Why do we need to know who is who? For voting this becomes important, not linking it to ownership of tokens but to identity.

There is a concern that a community may not grow very well at the beginning if every new participant needs to be personally known or connected to an existing member? The proposer does not necessarily need to know everyone, but for example can spot someone who is contributing a lot to the forums in helping people or the person who wrote some nice, open source, utility code, or helped review a tricky code change with some complex changes. The proposer can then contact the person and ask for some id or address verification should it be needed. Why would someone go to the trouble to contact one of these people and ask them to join? If there were a proposer reward, paid on the successful election of the new member? The proposer would need to invest some time in spotting, contacting, and making a case why Alice123 on Github is a positive community member and would do this motivated by a strong sense of community and/or in anticipation of a reward. In either case, the result is the same.

The added social element that has rewards and consequences for the community participation make a DSO strong and further supports the idea that the most successful projects are community based, where success is defined by equality and fairness.

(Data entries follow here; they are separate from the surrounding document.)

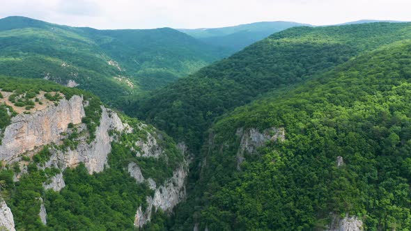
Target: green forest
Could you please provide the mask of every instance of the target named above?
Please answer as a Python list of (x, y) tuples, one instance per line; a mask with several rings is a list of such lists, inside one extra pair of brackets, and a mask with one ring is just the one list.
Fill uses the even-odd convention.
[[(25, 168), (1, 162), (0, 192), (16, 229), (325, 230), (355, 217), (364, 231), (411, 230), (411, 23), (293, 27), (227, 52), (168, 28), (0, 19), (0, 99), (10, 95), (13, 104), (0, 105), (0, 137), (13, 106), (30, 114), (40, 92), (54, 105), (73, 95), (87, 102), (86, 134), (71, 124), (61, 143), (22, 154)], [(68, 80), (79, 85), (62, 86)], [(52, 150), (96, 138), (102, 106), (130, 126), (109, 131), (104, 170), (46, 166)], [(242, 132), (251, 129), (253, 151)], [(274, 138), (280, 129), (284, 138)], [(148, 148), (136, 141), (149, 134), (164, 151), (158, 158), (137, 154)], [(186, 161), (185, 198), (135, 227), (155, 190), (127, 165), (158, 186)], [(65, 187), (45, 190), (60, 173)]]

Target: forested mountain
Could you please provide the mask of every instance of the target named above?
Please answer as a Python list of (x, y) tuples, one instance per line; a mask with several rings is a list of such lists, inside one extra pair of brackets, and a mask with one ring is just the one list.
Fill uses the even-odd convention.
[(409, 38), (410, 28), (405, 23), (292, 28), (155, 91), (129, 112), (199, 149), (217, 117), (362, 52)]
[(30, 18), (0, 19), (0, 74), (44, 78), (112, 103), (161, 87), (225, 55), (178, 31), (100, 31)]
[[(206, 120), (202, 113), (210, 116), (214, 112), (199, 109), (209, 110), (208, 102), (224, 111), (257, 96), (254, 89), (267, 93), (209, 120), (215, 122), (192, 169), (198, 175), (192, 175), (189, 198), (175, 210), (168, 227), (334, 230), (346, 224), (355, 226), (354, 230), (409, 229), (410, 32), (411, 24), (388, 23), (292, 29), (166, 88), (174, 96), (173, 90), (193, 94), (208, 86), (230, 88), (209, 88), (206, 100), (185, 100), (187, 95), (171, 99), (165, 108), (176, 114), (151, 120), (160, 125), (162, 120), (184, 116), (180, 111), (189, 111), (187, 120), (196, 124), (199, 118)], [(297, 47), (313, 44), (333, 47), (332, 54), (343, 59), (333, 59), (325, 49), (308, 56), (304, 52), (307, 49)], [(262, 61), (267, 56), (258, 49), (263, 45), (266, 49), (262, 50), (273, 56), (279, 48), (270, 52), (270, 45), (288, 45), (300, 51), (301, 56), (290, 59), (305, 67), (300, 70), (304, 74), (293, 73), (298, 65), (278, 58), (264, 66)], [(255, 56), (244, 56), (240, 63), (238, 57), (245, 52)], [(316, 66), (302, 61), (316, 56), (325, 61), (312, 61)], [(254, 63), (261, 64), (260, 69), (250, 64)], [(217, 67), (224, 63), (242, 73), (248, 68), (250, 74), (219, 71)], [(288, 68), (283, 72), (262, 71), (284, 63)], [(276, 78), (267, 77), (270, 81), (256, 88), (254, 81), (265, 79), (258, 77), (264, 73), (275, 73)], [(281, 74), (285, 79), (279, 77)], [(241, 81), (248, 81), (240, 85)], [(219, 97), (222, 92), (231, 95)], [(171, 111), (175, 107), (180, 109)], [(158, 116), (159, 111), (153, 115)], [(185, 131), (182, 127), (168, 129), (180, 132)]]
[(275, 32), (302, 26), (309, 25), (292, 22), (261, 22), (222, 28), (179, 31), (206, 43), (229, 49), (234, 53)]
[(0, 76), (0, 160), (2, 230), (135, 230), (185, 196), (170, 137), (43, 79)]
[(1, 19), (0, 230), (410, 230), (411, 23), (293, 27), (188, 75), (224, 52)]
[(373, 23), (373, 22), (407, 22), (403, 21), (393, 21), (393, 20), (373, 20), (373, 19), (362, 19), (358, 21), (344, 22), (338, 25), (350, 25), (350, 24), (362, 24), (364, 23)]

The community effort in running a blockchain requires engagement from all members. This includes the validators that secure the network, the developers that build the software, the governance efforts, the community members growing the community, and contributors. The effort by the community as a whole relates to engagement rewards which is an integral part of the Proof of Engagement (PoE) consensus model. The PoE consensus model is based on Proof of Stake (PoS) which requires the validators to lock some value, ensuring they secure the network without “nothing at stake”. The validators in a PoE model are selected on the basis of their stake with a multiplier using their reward points, which they accrue for being engaged with the community, so that validators who help the community and have a smaller stake get the equivalent to one that just throws in money and does not engage. The fees earned from the transaction charges on the blockchain are distributed to the community on the basis of reward points.

The combination of the structure of the DSO and the PoE form a powerful structure for community driven projects that bring value and rewards to all active participants.